# 2008 C6 Corvette Coupe - Seas, JBL, Exile, Cerwin-Vega, Pioneer



## simplicityinsound (Feb 2, 2007)

Hey Guys,

Just wrapped up work on a 2008 C6 Vette coupe. It’s a car that I have a love/hate relationship with it in general. I love the fact that the doors, once properly sealed, form a cavernous cabinet that produces awesome midbass, as well as the huge expanse of cargo space for a high performance sports car; yet I hate having to peel the factory vinyl inch by inch off the stock pillars, and the cheap clips that GM continues to use throughout their vehicles!

anyway, let’s get to the goals of this project:

1. to achieve a high degree of SQ at a very considerable volume level - the owner stated that the car is driven around a lot with the roof off, so the music needs to overcome the noise of open-air highway driving.

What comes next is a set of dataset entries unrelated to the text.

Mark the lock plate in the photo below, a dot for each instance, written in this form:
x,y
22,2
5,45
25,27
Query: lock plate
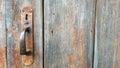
x,y
26,21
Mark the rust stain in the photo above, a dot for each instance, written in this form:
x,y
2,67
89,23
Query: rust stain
x,y
75,32
2,58
82,52
16,59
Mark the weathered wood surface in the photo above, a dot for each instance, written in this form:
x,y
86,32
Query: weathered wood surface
x,y
13,27
69,33
107,34
2,35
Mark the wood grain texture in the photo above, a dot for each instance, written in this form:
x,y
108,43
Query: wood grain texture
x,y
107,34
2,35
69,33
13,11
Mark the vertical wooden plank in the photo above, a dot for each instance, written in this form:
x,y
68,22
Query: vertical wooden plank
x,y
13,30
107,34
13,8
2,35
69,33
38,33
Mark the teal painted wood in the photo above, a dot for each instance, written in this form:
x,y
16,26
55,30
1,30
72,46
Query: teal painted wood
x,y
69,33
107,34
2,35
13,8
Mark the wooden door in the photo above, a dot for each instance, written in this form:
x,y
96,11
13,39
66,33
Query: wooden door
x,y
67,33
10,29
107,34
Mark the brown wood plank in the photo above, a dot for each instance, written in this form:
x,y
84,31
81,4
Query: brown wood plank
x,y
69,33
107,34
2,35
13,8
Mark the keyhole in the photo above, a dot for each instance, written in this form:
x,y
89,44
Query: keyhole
x,y
26,17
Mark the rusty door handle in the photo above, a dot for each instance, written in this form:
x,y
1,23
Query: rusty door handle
x,y
23,35
26,37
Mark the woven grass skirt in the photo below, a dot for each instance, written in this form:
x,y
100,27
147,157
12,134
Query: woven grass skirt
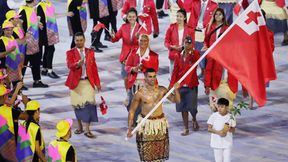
x,y
153,140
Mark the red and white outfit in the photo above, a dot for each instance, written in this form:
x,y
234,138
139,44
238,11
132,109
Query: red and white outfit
x,y
129,40
181,66
148,60
146,12
82,82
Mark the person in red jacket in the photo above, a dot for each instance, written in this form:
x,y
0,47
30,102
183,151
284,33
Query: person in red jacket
x,y
83,80
137,63
201,12
145,7
219,83
129,32
189,86
175,35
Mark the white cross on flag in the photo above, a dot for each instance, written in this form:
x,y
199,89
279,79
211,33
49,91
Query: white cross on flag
x,y
245,51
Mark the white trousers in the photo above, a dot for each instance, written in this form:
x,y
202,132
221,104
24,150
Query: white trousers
x,y
222,155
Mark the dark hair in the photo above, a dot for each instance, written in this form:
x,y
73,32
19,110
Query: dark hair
x,y
132,9
189,39
30,118
223,13
264,14
183,12
223,101
150,70
78,34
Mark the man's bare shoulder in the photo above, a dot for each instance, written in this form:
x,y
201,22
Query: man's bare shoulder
x,y
162,88
139,91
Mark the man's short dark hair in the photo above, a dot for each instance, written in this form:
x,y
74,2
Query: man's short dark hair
x,y
150,70
184,13
223,101
79,34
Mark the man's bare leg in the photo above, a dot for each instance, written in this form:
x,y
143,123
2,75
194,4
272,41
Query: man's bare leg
x,y
88,132
185,122
79,130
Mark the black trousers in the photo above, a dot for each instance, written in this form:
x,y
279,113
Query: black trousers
x,y
35,62
112,19
97,35
76,27
47,58
159,4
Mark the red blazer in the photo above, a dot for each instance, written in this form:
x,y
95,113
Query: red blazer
x,y
213,76
194,6
72,57
210,36
128,44
148,8
133,60
181,66
171,38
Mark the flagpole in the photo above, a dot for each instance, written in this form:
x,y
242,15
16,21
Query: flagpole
x,y
182,78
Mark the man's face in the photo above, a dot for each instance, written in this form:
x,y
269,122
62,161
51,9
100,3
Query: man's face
x,y
8,32
223,110
79,41
143,42
188,45
151,78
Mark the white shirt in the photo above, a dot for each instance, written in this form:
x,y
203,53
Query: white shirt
x,y
218,121
180,36
84,73
202,13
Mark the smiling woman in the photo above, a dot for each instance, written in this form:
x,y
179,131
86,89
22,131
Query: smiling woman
x,y
14,4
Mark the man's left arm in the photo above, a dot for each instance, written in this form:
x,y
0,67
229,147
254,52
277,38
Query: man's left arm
x,y
97,81
176,98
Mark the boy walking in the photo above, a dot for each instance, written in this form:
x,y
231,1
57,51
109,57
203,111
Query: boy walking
x,y
221,126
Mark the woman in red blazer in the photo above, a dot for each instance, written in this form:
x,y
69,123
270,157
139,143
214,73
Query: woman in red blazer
x,y
217,80
176,31
82,81
129,34
189,86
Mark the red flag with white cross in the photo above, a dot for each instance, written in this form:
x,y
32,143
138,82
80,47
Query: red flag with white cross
x,y
245,51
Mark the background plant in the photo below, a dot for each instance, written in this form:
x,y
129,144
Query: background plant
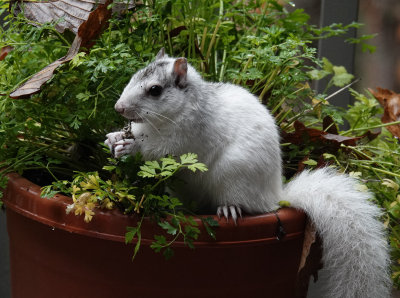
x,y
262,45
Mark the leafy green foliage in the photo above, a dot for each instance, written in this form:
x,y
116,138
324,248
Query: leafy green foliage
x,y
145,198
261,45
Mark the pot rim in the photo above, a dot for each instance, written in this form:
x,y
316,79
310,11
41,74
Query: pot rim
x,y
23,197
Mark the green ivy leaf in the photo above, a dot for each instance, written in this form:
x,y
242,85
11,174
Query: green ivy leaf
x,y
168,227
341,77
130,234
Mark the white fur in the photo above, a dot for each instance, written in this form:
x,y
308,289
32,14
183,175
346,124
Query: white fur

2. to keep the install in the back as low to floor as possible, and maintain the two storage bins at the backend. This means no corner fiberglass sub enclosures.

3. just achieve in general, a laid back, clean and classy look.


so...let’s get started.


For signal source, the customer provided me with a Avic-Z120BT double din navigation headunit, it is installed along with a slew of adapters and modules, such as XM radio, steering wheel retention, IPod, onstar-bose adapter etc etc, in the stock location: 










prior to bringing the car to me, she had a rear view camera license plate, painted to match the car and installed on the vehicle:










and here is the z120bt accessing the rear view:










For tuning purchases, we are using a JBL MS8, and the goal was to keep the controller completely out of sight. So after some searching, I found a way to mount it in the glove box so it’s high and tucked away, still leaving plenty of space for the usual documents and papers. And since the MS8's remote control operates on RF instead of IR, having it there doesn’t affect the signal reception at all. 










As per the customer's instructions, I also ran the Pioneer USB/IPOD cable into the center armrest, coupled with the iPod adapter, this gives her the flexibility to run either an iPod/iphone, or a USB storage device.










The front stage consists of a pair of Seas Lotus Reference 8" midbasses and the RT27F tweeter. the tweeters, as usual, were molded into the stock A pillars. A location that has worked well for me in past C6 projects.

so here are the finished results, wrapped in black vinyl:


----------



## simplicityinsound (Feb 2, 2007)

onto the build pics. as I said, doing a set of C6 pillars is gotta be one of the biggest PITA things out there. The stock leather has an adhesive foam backing that sticks to the plastic, and it fights you tooth and nail to come off. and leaves a trail of residue for you to scrape off even after they come off. Here you see the pillars stripped down to bare plastic, with the rings aimed and attached. but you can still see a ton of glue residue on the plastic itself that will require further attention:










next, grille cloth was pulled to form the pod shape, resin applied, allowed to cure, and then reinforced from the inside via the mixture of duraglass and resin. and then, the edges of the grille cloth were trimmed. here you still see the residue from the stock adhesive:










then, all the glue residue was scraped off with my thumbs  little by little, as I didn’t want to damage the plastic with goof-off or other chemicals. then I applied filler and smoothed out the entire shape. for once, the actual sanding portion of this job was the easier one.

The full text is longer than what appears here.